I’ve tried making woad a few times – always from my allotment plants which are gradually colonising more and more of my allotment….

These beautiful stately plants with their long, grey green leaves and clouds of yellow flowers have always been slightly illusive to me – promising colour but always slightly slipping away when I try to convert their promise into dye, always sticking a little too yellow or losing their blue rather quicker than I would like.

I’ve kept an indigo bath for years – always added to and rarely cleared out in which I dye metres and metres of linen and hemp. But the indigo I have traditionally used are the cakes of tropical indigo you can get from places like Cloth House. I follow a recipe, I like to think – given to me by Phyllis Barron. It’s a photocopy of her typewritten recipe that I found at her archive in Farnham.

But my woad plants were always there – reminding me of another kind of blue and offering me something I know will be special and most especially an opportunity to discover something new and ancient. So I was thrilled to harvest my woad and join lovely Debbie Manson & Clare O’Leary over in Lewes for a lovely day of woad dyeing – plus so thrilling to leave Steyning!!

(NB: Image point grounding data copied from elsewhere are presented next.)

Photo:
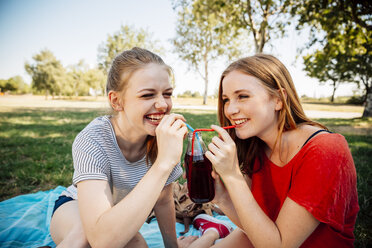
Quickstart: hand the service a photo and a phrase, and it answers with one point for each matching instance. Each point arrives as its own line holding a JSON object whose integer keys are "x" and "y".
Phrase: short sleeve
{"x": 175, "y": 174}
{"x": 90, "y": 162}
{"x": 324, "y": 181}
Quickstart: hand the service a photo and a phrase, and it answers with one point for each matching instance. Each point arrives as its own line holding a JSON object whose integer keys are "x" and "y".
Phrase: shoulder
{"x": 326, "y": 152}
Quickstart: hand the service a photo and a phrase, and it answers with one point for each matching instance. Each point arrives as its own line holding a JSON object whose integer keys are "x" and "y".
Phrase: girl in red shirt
{"x": 284, "y": 180}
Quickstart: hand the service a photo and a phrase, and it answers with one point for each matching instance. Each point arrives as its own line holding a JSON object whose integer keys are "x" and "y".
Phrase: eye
{"x": 168, "y": 94}
{"x": 243, "y": 96}
{"x": 147, "y": 95}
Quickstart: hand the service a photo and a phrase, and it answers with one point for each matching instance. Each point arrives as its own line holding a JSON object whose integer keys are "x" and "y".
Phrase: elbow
{"x": 101, "y": 240}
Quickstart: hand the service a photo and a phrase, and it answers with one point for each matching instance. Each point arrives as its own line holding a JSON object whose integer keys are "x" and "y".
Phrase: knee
{"x": 137, "y": 241}
{"x": 76, "y": 238}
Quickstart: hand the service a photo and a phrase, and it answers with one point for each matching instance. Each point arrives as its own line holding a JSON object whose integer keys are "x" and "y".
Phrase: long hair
{"x": 275, "y": 77}
{"x": 122, "y": 68}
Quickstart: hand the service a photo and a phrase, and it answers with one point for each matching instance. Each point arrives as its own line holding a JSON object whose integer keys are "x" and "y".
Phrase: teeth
{"x": 237, "y": 122}
{"x": 155, "y": 117}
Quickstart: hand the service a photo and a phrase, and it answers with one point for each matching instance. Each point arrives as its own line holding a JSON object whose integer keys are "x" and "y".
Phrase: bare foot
{"x": 184, "y": 242}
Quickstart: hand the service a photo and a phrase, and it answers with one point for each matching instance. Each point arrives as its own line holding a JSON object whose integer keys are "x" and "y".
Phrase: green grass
{"x": 35, "y": 152}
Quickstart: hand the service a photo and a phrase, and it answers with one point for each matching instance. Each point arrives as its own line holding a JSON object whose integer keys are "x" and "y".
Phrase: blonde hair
{"x": 276, "y": 79}
{"x": 122, "y": 68}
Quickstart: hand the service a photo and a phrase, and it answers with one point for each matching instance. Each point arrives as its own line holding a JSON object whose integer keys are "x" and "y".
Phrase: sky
{"x": 74, "y": 29}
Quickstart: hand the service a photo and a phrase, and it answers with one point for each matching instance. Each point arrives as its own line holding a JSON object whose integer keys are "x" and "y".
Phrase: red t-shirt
{"x": 321, "y": 177}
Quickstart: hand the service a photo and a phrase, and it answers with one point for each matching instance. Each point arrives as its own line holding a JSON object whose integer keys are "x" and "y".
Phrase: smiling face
{"x": 249, "y": 106}
{"x": 146, "y": 99}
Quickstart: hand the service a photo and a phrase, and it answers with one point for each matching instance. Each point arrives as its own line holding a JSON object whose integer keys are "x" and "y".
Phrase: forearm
{"x": 130, "y": 213}
{"x": 259, "y": 228}
{"x": 166, "y": 216}
{"x": 228, "y": 209}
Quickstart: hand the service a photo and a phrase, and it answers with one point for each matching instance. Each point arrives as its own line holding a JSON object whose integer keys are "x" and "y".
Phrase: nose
{"x": 161, "y": 103}
{"x": 231, "y": 109}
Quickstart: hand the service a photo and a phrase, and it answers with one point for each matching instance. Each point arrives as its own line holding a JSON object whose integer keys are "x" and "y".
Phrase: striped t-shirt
{"x": 96, "y": 155}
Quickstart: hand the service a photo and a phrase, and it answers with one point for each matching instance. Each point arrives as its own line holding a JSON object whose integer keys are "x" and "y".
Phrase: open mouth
{"x": 155, "y": 118}
{"x": 240, "y": 122}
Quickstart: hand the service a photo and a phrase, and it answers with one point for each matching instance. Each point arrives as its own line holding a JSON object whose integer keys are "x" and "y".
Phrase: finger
{"x": 177, "y": 124}
{"x": 210, "y": 156}
{"x": 182, "y": 131}
{"x": 223, "y": 133}
{"x": 172, "y": 118}
{"x": 218, "y": 142}
{"x": 215, "y": 150}
{"x": 215, "y": 175}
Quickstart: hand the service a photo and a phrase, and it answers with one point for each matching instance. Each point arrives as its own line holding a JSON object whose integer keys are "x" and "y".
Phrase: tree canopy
{"x": 48, "y": 74}
{"x": 124, "y": 39}
{"x": 340, "y": 37}
{"x": 201, "y": 38}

I wanted to share the process we shared together with you. If you are a beginner or maybe already had a go with woad, I thought you might find it interesting.

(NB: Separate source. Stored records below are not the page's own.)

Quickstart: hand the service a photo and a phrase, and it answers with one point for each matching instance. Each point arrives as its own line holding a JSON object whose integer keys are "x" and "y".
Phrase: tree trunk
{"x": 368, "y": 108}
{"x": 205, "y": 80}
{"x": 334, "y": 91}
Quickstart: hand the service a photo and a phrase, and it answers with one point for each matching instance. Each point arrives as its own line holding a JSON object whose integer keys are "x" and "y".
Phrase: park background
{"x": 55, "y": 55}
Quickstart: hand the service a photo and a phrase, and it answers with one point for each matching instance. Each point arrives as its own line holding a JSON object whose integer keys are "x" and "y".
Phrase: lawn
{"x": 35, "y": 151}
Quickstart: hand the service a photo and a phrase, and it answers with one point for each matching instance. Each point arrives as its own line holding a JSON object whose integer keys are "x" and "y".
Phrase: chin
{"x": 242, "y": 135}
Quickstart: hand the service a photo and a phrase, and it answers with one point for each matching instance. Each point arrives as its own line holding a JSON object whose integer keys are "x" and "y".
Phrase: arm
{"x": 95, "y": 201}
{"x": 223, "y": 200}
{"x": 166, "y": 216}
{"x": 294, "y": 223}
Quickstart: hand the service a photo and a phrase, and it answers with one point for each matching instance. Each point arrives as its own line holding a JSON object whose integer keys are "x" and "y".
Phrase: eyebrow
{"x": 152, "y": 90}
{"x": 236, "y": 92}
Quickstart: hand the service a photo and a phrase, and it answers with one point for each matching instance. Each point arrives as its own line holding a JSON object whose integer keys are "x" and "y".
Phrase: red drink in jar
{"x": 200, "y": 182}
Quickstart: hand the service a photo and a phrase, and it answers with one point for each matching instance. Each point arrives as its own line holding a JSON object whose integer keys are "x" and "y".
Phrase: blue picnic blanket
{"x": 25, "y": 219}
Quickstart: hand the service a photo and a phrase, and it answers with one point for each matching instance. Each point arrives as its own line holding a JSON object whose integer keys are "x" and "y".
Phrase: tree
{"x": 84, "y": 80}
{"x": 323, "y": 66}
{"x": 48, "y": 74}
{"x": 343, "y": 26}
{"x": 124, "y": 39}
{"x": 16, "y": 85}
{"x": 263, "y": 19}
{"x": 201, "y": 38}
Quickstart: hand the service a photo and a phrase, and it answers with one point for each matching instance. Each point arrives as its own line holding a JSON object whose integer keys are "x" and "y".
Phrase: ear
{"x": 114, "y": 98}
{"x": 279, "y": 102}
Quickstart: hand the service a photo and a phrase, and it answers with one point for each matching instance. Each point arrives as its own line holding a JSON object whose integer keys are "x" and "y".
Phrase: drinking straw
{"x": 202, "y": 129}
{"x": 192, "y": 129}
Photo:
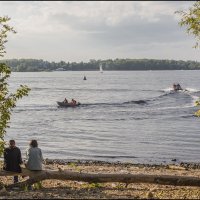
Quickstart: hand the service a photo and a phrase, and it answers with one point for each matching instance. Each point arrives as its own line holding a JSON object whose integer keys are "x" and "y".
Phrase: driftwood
{"x": 35, "y": 177}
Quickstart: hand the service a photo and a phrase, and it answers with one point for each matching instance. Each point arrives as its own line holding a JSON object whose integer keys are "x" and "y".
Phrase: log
{"x": 35, "y": 177}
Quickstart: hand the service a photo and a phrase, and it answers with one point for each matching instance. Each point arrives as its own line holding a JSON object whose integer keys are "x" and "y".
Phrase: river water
{"x": 127, "y": 116}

  1. I harvested my woad fresh from the allotment. First we shredded the fresh leaves & stood the shredded leaves in boiling water for around an hour.

2) Next we strained off the liquid and shifted the PH of the bath to make it more alkali PH8/9. We did this using Soda Ash. A successful indigo bath must be alkali – this is one of it’s key characteristics

3) Next, we aerated the bath – essentially introduced more oxygen by pouring it from bucket to bucket. We did this for about 15 minutes until the bath was nice and foamy and blue.

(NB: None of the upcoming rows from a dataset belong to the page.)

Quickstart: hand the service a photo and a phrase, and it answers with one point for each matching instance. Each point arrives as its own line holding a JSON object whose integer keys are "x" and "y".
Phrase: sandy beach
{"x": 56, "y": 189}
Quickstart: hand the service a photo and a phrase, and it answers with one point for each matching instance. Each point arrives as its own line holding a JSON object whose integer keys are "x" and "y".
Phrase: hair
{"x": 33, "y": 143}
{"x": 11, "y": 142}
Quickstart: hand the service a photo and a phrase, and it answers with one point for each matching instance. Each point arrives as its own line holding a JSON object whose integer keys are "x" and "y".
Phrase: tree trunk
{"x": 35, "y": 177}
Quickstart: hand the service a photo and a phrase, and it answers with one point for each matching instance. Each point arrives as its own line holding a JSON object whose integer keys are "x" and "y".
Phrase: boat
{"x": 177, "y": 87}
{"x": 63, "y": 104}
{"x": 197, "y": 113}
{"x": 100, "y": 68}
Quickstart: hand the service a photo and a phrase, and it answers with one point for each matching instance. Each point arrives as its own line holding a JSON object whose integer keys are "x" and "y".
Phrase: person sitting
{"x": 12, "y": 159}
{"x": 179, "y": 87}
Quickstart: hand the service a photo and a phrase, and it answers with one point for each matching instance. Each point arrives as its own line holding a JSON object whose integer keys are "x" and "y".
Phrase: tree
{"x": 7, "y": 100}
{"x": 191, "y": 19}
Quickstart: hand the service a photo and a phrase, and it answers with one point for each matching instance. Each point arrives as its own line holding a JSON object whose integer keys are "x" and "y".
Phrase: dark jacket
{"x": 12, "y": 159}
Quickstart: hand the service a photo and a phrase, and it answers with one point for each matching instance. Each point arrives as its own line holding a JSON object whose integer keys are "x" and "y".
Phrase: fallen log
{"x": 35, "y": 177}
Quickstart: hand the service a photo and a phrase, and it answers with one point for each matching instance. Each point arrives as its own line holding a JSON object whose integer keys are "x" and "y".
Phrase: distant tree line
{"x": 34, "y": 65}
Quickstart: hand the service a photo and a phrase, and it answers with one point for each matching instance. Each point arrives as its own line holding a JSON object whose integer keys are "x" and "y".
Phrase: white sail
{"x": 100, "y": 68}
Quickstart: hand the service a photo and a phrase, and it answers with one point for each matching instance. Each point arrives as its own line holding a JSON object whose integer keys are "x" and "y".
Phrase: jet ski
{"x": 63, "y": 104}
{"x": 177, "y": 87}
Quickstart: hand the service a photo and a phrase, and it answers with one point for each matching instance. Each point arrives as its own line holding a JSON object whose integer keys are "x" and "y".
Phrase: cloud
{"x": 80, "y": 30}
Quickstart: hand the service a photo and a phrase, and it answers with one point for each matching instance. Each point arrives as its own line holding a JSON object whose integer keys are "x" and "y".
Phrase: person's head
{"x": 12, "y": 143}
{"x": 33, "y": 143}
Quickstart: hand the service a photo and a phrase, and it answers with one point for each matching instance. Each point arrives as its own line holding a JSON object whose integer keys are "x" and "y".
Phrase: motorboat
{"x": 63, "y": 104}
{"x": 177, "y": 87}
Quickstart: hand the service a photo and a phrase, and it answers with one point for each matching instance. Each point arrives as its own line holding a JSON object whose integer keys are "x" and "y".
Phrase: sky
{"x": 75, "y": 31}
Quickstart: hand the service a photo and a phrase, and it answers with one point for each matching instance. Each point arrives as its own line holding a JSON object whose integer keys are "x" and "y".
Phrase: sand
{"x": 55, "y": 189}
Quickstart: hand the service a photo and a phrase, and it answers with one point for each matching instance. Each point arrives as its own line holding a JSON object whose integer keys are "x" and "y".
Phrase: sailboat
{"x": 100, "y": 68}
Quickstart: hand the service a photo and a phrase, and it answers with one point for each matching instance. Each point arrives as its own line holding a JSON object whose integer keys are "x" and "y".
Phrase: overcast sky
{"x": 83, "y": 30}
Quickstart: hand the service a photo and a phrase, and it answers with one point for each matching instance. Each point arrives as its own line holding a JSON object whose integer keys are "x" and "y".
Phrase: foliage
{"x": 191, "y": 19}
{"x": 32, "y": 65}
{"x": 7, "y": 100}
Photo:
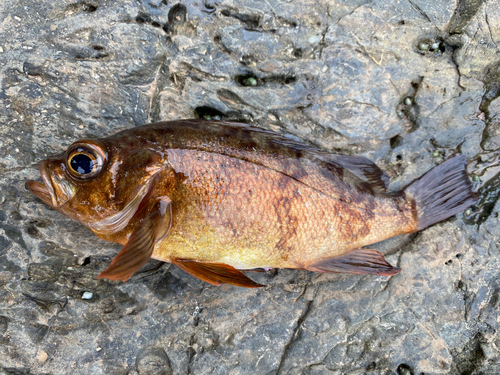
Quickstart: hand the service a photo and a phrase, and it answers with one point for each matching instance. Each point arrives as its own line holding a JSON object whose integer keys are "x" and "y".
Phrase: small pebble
{"x": 87, "y": 295}
{"x": 250, "y": 81}
{"x": 423, "y": 46}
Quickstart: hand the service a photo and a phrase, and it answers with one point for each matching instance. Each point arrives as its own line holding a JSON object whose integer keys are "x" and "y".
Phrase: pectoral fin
{"x": 359, "y": 261}
{"x": 140, "y": 245}
{"x": 215, "y": 273}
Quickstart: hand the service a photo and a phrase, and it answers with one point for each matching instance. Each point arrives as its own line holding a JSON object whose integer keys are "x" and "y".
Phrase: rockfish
{"x": 216, "y": 198}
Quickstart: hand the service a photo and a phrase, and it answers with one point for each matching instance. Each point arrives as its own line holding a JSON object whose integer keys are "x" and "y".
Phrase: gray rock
{"x": 336, "y": 74}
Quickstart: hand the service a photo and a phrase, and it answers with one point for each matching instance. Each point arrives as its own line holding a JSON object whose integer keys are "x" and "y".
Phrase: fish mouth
{"x": 43, "y": 191}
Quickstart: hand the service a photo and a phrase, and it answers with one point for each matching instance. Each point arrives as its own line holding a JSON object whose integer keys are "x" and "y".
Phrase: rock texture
{"x": 405, "y": 83}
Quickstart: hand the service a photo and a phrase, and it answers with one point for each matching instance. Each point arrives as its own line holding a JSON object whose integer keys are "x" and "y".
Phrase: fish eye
{"x": 84, "y": 160}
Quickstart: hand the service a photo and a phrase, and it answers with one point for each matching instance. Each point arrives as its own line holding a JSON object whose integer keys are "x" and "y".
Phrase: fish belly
{"x": 250, "y": 216}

4) Finally we used a teaspoon of Sodium Hydrosylphite to remove the oxygen and create our lovely yellow dye bath.

We left the bath to rest for about half an hour before introducing the cloth.

5) These were left in the bath for at least 10 minutes before being removed and quickly placed in a bath of cold water and vigorously agitated – does that make sense?

As we did this – the cloth turned properly blue and seemed to fix really well. So a brilliant idea – thank you Clare!

And a BIG thank you to Debbie for welcoming us into her wonderful workshop garden studio – our time together was really joyful collaboration, play & togetherness.